TOUCHER, s. m. (Physiolog.) le toucher est un des sens externes, à l’aide duquel nous concevons les idées du solide, du dur, du mol, du rude, du chaud, du froid, de l’humide, du sec, & des autres qualités tangibles, de la distance, de la démangeaison, de la douleur, &c. Voyez Sens, Solide, Dur, &c.

Le toucher est de tous nos sens le plus grossier, mais en même tems le plus étendu, en ce qu’il embrasse plus d’objets que tous les autres ensemble : même quelques-uns réduisent tous les autres sens au seul sens de l’attouchement. Voyez Sensation. Aristote dit positivement que toute sensation n’est qu’un attouchement, & que les autres sens, comme la vue, l’ouie, le goût & l’odorat, ne sont que des especes raffinées, ou des degrés d’attouchement. De anim. l. IV. c. iij. & l. III. c. xij. Voyez Vue, Ouie, &c.

Les sentimens des naturalistes sont partagés, sur l’organe du toucher. Aristote croit que ce sens réside dans la chair, entant que chair, de sorte que toute chair est, selon lui, capable de sensation. Hist. anim. l. I. c. iv. D’autres veulent que le toucher gisse dans les parties qui sont pourvues de fibres nerveuses ; suivant ce système il résideroit dans la peau, la chair, les muscles, les membranes, & les parenchymes ; d’autres le restreignent simplement à la peau, cutis, parce qu’on observe qu’il n’y a que les parties qui sont couvertes d’une peau, qui aient proprement la faculté de toucher ou d’appercevoir des qualités tangibles.

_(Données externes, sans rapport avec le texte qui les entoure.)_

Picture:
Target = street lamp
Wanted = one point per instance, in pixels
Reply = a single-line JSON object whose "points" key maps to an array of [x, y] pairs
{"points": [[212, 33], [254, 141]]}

Mais on est encore partagé sur la partie de la peau à laquelle on doit attribuer cette fonction. Les uns veulent que cette sensation réside dans la partie membraneuse, d’autres dans la partie charnue, & d’autres encore soutiennent qu’elle est dans la partie moëlleuse qui dérive des nerfs.

Malpighi, & d’après lui tous nos meilleurs auteurs modernes, prétendent que les organes immédiats du sens que nous nommons toucher, sont les papilles pyramidales de la peau.

Ces papilles sont de petites éminences molles, moelleuses, & nerveuses, qui se trouvent par tout le corps immédiatement sous l’épiderme ; elles sont formées des nerfs sous-cutanés, qui pour cet effet se dépouillent de leur membrane externe, & deviennent extrémement délicates & sensibles ; une humeur subtile & déliée les humecte continuellement, & l’épiderme ou la cuticule est tout ce qui les couvre & qui les défend d’injure. Ces papilles sont plus grandes & paroissent davantage dans les parties que la nature a destinées pour être les organes du toucher, comme dans la langue, dans les extrémités des doigts de la main & du pié ; elles ont la faculté de se contracter & de se dilater facilement. Voyez Papilles, voyez aussi Langue, Doigt, &c.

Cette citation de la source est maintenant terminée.